Spark SQL 是 Apache Spark 大数据处理框架的一个子模块,用来处理结构化信息。它可以将 SQL 语句翻译多个任务在 Spark 集群上执行, 允许用户直接通过 SQL 来处理数据 ,大大提升了易用性。
Spark SQL 官方文档中 SQL Syntax 一节对 Grouping Sets
语句的描述如下:
Groups the rows for each grouping set specified after GROUPING SETS. (... 一些举例) This clause is a shorthand for a
UNION ALL
where each leg of theUNION ALL
operator performs aggregation of each grouping set specified in theGROUPING SETS
clause. (... 一些举例)
也即,Grouping Sets
语句的作用是指定几个 grouping set 作为 Group By
的分组规则,然后再将结果联合在一起。它的效果和, 先分别对这些 grouping set 进行 Group By
分组之后,再通过 Union All 将结果联合起来 ,是一样的。
比如,对于 dealer
表,Group By Grouping Sets ((city, car_model), (city), (car_model), ())

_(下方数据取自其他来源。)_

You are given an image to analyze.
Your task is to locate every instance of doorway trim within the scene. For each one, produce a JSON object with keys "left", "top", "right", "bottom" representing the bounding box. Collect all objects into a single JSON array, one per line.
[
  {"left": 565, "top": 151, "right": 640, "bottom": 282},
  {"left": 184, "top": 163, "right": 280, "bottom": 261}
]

和 Union All((Group By city, car_model), (Group By city), (Group By car_model), 全局聚合)
的效果是相同的:
先看 Grouping Sets 版的执行结果:
spark-sql> SELECT city, car_model, sum(quantity) AS sum FROM dealer
> GROUP BY GROUPING SETS ((city, car_model), (city), (car_model), ())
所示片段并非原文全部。